In 2010 I loaned Johnnie $5000.00 @ the interest rate of 10%, he only made two payments. It is now 2012 and I would like to know what would the interest and pay out of this loan be?

When did he make those payments ?

Where they equal payments ?

He made the payment in June and July of 2010. The payment were $250.00 and they were made only twice. If I take him to small claims court I will need to know the correct amount.

Still not enough information.

you said "In 2010 I loaned Johnnie $5000.00"
When in 2010 ? On Jan1 ? on March 14th?

you have to know the number of days from the day the load was made to when the 1st payment was made,

e.g. suppose there were 65 days between the day the load was made and his first payment

Interest = 5000(65.365)(.10) = 89.04
so at the time of the first payment he owed you
$5089.04 , paid $250, leaving a balance of
4839.04

interest between 1st and 2nd payment
= 4839.04(30/365)(.10) = 39.77
leaving a balance of 4799.27

now calculate the number of days from his July/2010 payment to now, and find the interest as above.

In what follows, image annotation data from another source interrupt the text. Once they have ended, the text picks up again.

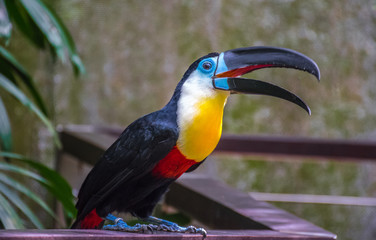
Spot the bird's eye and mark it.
[202,62,212,70]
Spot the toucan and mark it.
[72,46,320,236]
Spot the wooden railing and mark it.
[0,126,346,240]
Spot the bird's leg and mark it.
[142,216,207,238]
[103,213,155,233]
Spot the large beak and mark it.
[213,47,320,114]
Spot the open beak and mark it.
[213,47,320,114]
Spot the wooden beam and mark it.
[57,127,336,239]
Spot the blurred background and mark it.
[4,0,376,240]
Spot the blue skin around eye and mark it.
[214,53,230,90]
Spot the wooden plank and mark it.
[215,135,376,161]
[249,192,376,207]
[57,126,336,239]
[0,229,334,240]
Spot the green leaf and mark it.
[0,183,44,229]
[38,0,86,75]
[0,191,25,229]
[19,0,66,62]
[0,46,48,116]
[0,97,12,151]
[0,152,77,224]
[0,0,12,44]
[0,74,61,148]
[0,173,57,223]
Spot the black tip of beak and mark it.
[224,46,320,80]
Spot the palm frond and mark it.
[0,74,61,148]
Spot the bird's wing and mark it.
[76,113,178,219]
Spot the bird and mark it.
[71,46,320,236]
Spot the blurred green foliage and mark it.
[5,0,376,239]
[0,0,85,229]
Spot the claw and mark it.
[103,214,207,239]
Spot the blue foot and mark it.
[143,216,207,238]
[102,214,156,233]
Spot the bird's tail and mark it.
[71,209,104,229]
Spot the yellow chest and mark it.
[177,93,228,162]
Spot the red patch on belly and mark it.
[80,209,104,229]
[152,146,197,178]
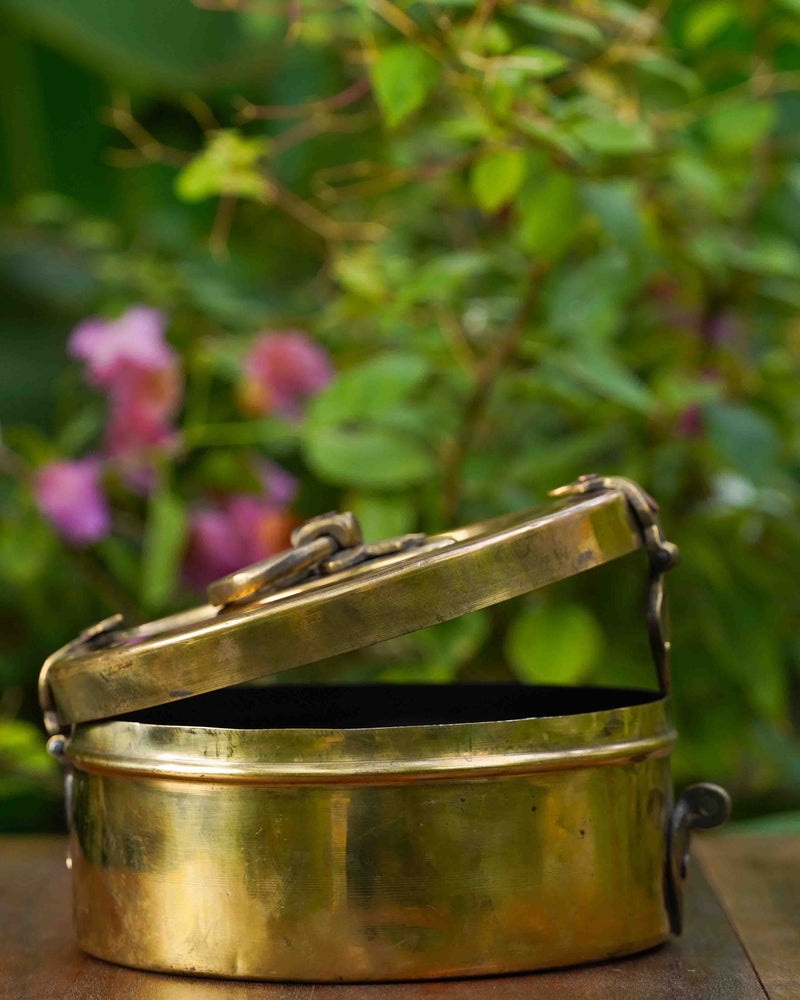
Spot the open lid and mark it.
[39,476,677,733]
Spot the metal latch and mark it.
[206,511,427,607]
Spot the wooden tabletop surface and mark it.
[0,835,800,1000]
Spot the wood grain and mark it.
[0,837,764,1000]
[698,835,800,1000]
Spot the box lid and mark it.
[40,476,677,733]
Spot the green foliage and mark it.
[505,604,603,684]
[175,129,269,201]
[470,149,525,213]
[372,43,439,128]
[0,0,800,825]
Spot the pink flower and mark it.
[67,306,175,389]
[184,464,297,588]
[33,458,111,545]
[68,306,183,489]
[244,330,333,417]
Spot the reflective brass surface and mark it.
[42,491,642,726]
[67,699,674,981]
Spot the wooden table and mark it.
[0,835,800,1000]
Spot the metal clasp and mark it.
[550,474,680,694]
[206,511,427,607]
[39,614,122,740]
[664,781,731,934]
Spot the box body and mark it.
[67,686,675,981]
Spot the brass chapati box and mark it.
[40,476,729,982]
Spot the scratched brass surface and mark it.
[47,491,641,724]
[67,689,674,981]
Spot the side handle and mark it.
[664,781,731,934]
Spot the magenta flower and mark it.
[67,306,175,389]
[68,306,183,489]
[184,463,297,588]
[244,330,333,417]
[33,458,111,545]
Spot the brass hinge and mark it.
[206,511,427,607]
[550,473,680,694]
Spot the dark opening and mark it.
[114,684,661,729]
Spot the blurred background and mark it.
[0,0,800,830]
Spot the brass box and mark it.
[41,477,728,982]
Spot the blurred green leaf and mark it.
[636,52,703,96]
[705,100,777,153]
[175,129,269,201]
[517,170,581,261]
[308,352,430,424]
[561,352,656,415]
[547,251,630,345]
[371,42,439,128]
[573,118,655,156]
[470,149,526,213]
[345,493,417,542]
[142,484,187,610]
[305,425,436,490]
[581,180,645,250]
[728,236,800,278]
[0,719,58,784]
[333,247,387,302]
[505,3,605,46]
[495,45,569,80]
[683,0,739,49]
[2,0,272,94]
[708,403,779,480]
[505,604,603,684]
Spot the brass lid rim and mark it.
[66,723,677,784]
[47,490,642,725]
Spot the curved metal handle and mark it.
[664,781,731,934]
[550,474,680,694]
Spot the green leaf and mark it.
[707,403,780,482]
[505,604,603,684]
[344,493,417,542]
[683,0,738,49]
[3,0,272,96]
[705,100,777,154]
[635,52,703,97]
[308,353,430,425]
[175,129,269,201]
[573,118,655,156]
[517,170,581,262]
[728,236,800,278]
[504,3,605,47]
[500,45,569,80]
[470,149,527,213]
[582,180,645,251]
[562,352,656,416]
[333,246,386,302]
[305,425,436,490]
[547,251,630,347]
[669,151,732,216]
[0,719,58,778]
[371,42,439,128]
[142,485,187,610]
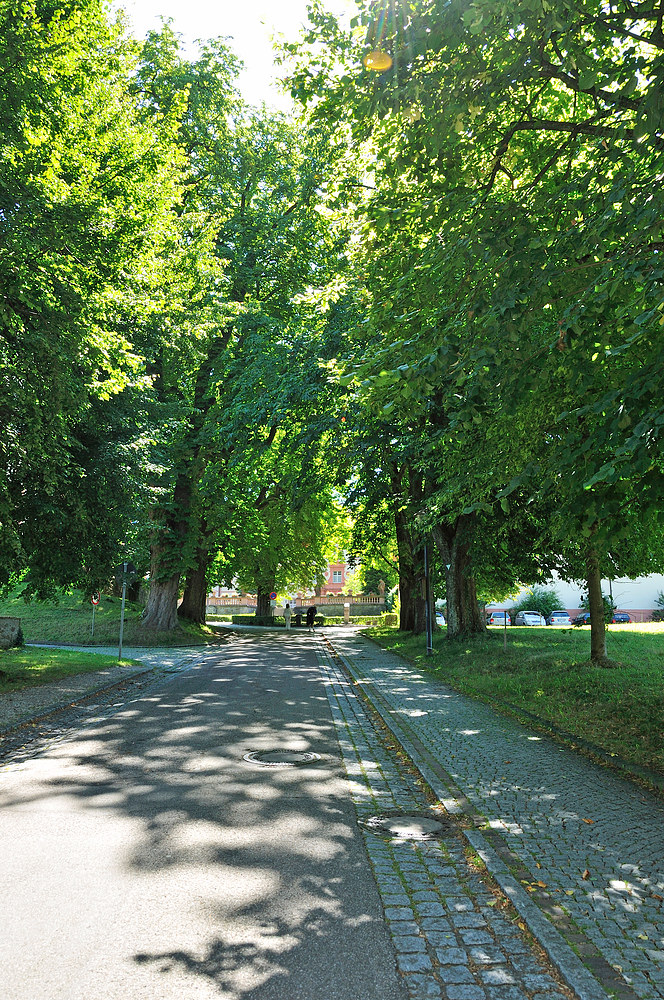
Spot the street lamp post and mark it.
[424,542,433,656]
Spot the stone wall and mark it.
[0,618,21,649]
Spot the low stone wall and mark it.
[0,618,21,649]
[205,603,256,616]
[304,601,385,618]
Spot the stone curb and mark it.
[328,640,609,1000]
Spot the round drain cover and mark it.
[242,750,320,767]
[364,815,443,840]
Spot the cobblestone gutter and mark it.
[330,636,664,1000]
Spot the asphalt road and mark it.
[0,634,406,1000]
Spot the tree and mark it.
[286,2,663,648]
[0,0,184,594]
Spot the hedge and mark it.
[231,613,398,628]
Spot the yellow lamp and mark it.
[362,49,392,73]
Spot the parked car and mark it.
[546,611,572,625]
[514,611,546,625]
[611,611,632,625]
[486,611,512,628]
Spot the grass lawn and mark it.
[0,649,135,694]
[0,591,224,646]
[365,623,664,776]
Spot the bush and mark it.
[510,587,566,621]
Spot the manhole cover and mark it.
[364,815,443,840]
[242,750,320,767]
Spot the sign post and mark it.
[90,590,99,636]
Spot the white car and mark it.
[546,611,572,625]
[514,611,546,625]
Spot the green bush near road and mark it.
[0,648,135,694]
[366,624,664,775]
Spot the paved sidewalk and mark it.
[319,651,576,1000]
[331,635,664,1000]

Of course my initial 65 days was a guess, but is crucial.
Once you have those exact number of days, you of course will have to adjust the above calculations.

To calculate the interest and pay out of a loan, we need to know the interest rate, the amount of the loan, and the period of time for which the interest is being calculated. In this case, you have mentioned that the loan amount is $5000, and the interest rate is 10%.

To calculate the interest, we need to determine the period for which the interest is being calculated. However, you mentioned that Johnnie only made two payments and did not provide any information about the payment schedule or the dates of the payments. Therefore, it is not possible to calculate the interest for the specific period without more details.

Assuming you have additional information regarding the payment dates or the time elapsed since the loan was made, I can assist you in calculating the interest and the pay out.